I’ve been following Krishnan through his company-launching process to illustrate what it takes to build a biotech startup.

Each time I’ve spoken with Krishnan or seen him speak, he seemed to relish the spotlight. He constantly cracked jokes and spoke confidently and sometimes cavalierly about his work developing a technology that can detect whether a person has cancer using a few drops of blood. (“It’s not like I had a favorite uncle who died of cancer or something, it just seemed like something to try to do,” he once said.) But he also always reminded his listeners he’s in it to help people, not for the money or glory. This night at UCSD was no different.

As his audience munched on the free dinner spread in the back of the room, Krishnan broke out his unusual mix of cocky arrogance and self-deprecating jokes.

“I think everyone here is of a like mindset to me, unless you’re here for the free food, in which case you’re still of a like mindset to me,” he said. “We are extremely privileged to have the possibilities very few people have in their lifetimes, because we’re able to produce something that can affect the world until the end of time.”

Whether Krishnan’s company will actually change the world forever remains to be seen, but he’s clearly come a long way in the past two years. After a late-night decision in the lab helped produce the cancer-detecting technology, Krishnan took a risk and started his own company instead of looking for a job.

Since then, Krishnan’s team has won a series of competitions, successfully negotiated with their investors and named their company (but not the original name Krishnan had picked out, which sounded too much like a corporation that makes evil cyborgs).

While some entrepreneurs start companies and build them only to the point where they can be sold (earning them the name “serial entrepreneurs”), Krishnan said after all he’s accomplished, he plans to see his company through to the end. In biotech world, that means a product for sale on the market.

It might be easier and bring in money faster to sell Biological Dynamics’s technology to a larger company, but that’s not what Krishnan’s about. Amidst his jokes and sarcastic advice to the students at the Entrepreneur Challenge (“If you ever get a chance to talk to somebody who’s ridiculously rich, ask him for money,” he advised, along with, “Find somebody who’s a lawyer and make him your good friend”), Krishnan hammered home the point that he does what he loves.

“It shouldn’t be money that drives you, because if it is you’ll last three days and then say, ‘Screw this,’” he said. “You need to find something you’re willing to bet your life on, so that you can say, ‘If I die doing this, so be it, I’ll be happy.’”

Krishnan does seem to be following his own advice. He knows his company might not be successful, but he can say he tried.
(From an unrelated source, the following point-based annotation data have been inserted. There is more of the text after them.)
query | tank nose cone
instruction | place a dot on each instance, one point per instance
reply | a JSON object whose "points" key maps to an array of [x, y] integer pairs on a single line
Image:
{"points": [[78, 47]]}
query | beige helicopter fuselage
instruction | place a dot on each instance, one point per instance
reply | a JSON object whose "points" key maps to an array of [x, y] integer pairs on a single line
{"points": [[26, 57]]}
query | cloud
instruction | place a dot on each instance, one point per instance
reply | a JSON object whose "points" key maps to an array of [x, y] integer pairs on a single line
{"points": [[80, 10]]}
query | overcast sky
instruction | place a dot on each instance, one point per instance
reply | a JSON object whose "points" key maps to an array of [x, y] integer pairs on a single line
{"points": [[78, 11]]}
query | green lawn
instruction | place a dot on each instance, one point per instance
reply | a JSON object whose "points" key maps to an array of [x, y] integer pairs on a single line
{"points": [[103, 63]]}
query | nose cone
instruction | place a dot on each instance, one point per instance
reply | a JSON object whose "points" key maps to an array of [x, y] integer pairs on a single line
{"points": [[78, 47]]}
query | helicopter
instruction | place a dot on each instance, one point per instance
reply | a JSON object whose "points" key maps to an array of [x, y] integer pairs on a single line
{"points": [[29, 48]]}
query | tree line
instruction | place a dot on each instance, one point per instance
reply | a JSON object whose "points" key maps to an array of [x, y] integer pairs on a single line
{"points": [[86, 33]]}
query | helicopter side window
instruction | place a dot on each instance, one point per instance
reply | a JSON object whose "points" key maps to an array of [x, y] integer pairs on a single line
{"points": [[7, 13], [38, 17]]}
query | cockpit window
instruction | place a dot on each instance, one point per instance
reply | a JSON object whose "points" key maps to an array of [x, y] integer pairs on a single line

Like many optimistic 20-somethings (including myself), he is putting his desire to chase a dream above everything else.

This will be my last post in this series on Krishnan and his company. Despite his sarcasm and cocky side, seeing the joy he finds in running his own company and working on a technology he believes in has been inspiring. In the current economy, it’s rare to find someone who’s following his passion, especially a recent graduate in his 20s. Of course, as a biotech entrepreneur Krishnan isn’t living the life of a starving artist, but he is making sacrifices to pursue his dream.

“It’s one of those ‘reach for the moon and fall among the stars’ things,” he told the students assembled at the UCSD event. “Whether you’re being a bus driver or running your own company, you need to love what you do.”

With that, he flashed one more big smile, stepped back from his spot at the front of the room and took his seat. The audience erupted into enthusiastic applause.